= Hermann Feodor Kvergić =

Austro-Hungarian Orientalist and linguist (1895–c. 1949)

Hermann Feodor Kvergić (24 June or 24 July 1895, in Bratislava – 1948 or 1949), was an Orientalist, linguist and most notable for his alleged influence on the Turkish nationalist Sun Language Theory.

== Early life and education ==
In a document from the University of Vienna, he is described as having the citizenship of the State of Slovenes, Croats and Serbs and the Greek-Orthodox religion. He eventually moved from Bratislava to Graz, where he graduated from high school on 7 July 1914. He then studied Oriental studies and Medicine at the University of Vienna and another semester of Medicine at the University of Graz. He graduated with a degree in Oriental studies in 1927 with a dissertation on The great Iranic Bundahisn. From 1929 onwards he then travelled through Afghanistan and Iran visiting Turkey in 1933.

== Sun Language Theory ==
In 1935 he sent a pamphlet on the Turkish language to Ahmet Cevat Emre and later also to Mustafa Kemal Atatürk. In the pamphlet, in which the influence of the sun was not treated, he described how he thought that the Turkish pronouns might be the origin of the human language. He mentioned that his work on the Turkish language was influenced by the psychological works of Sigmund Freud. Atatürk was impressed by the findings of Kvergiç and after some discussions within the Turkish Language Association, the Sun Language Theory, which claimed that the Turkish language was the origin of the human language was brought forward. To representatives of the Turkish Language Association, Kvergiç wrote he would be interested in conducting more research on the Sun Language Theory. In 1935 he was employed as a lector of the German language in the Philosophical faculty at the University of Ankara.

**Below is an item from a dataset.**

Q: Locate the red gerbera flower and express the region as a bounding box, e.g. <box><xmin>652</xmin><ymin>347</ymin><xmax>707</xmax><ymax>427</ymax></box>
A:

Later he stayed in Vienna, doing research on the Sun Language Theory while being closely observed and supported by the Turkish embassy. By 1938 he reportedly had an apartment in London. Even though he had quite a notable influence on the findings of the Sun Language Theory, he would not claim authorship over it, but presented it as a new autochthone Turkish theory. In 1947 he was said to have lived in London.

== Personal life ==
His wife was Gertrude Kvergiç-Kraus who had been in contact with Sigmund Freud. His last letter dates from late December 1948.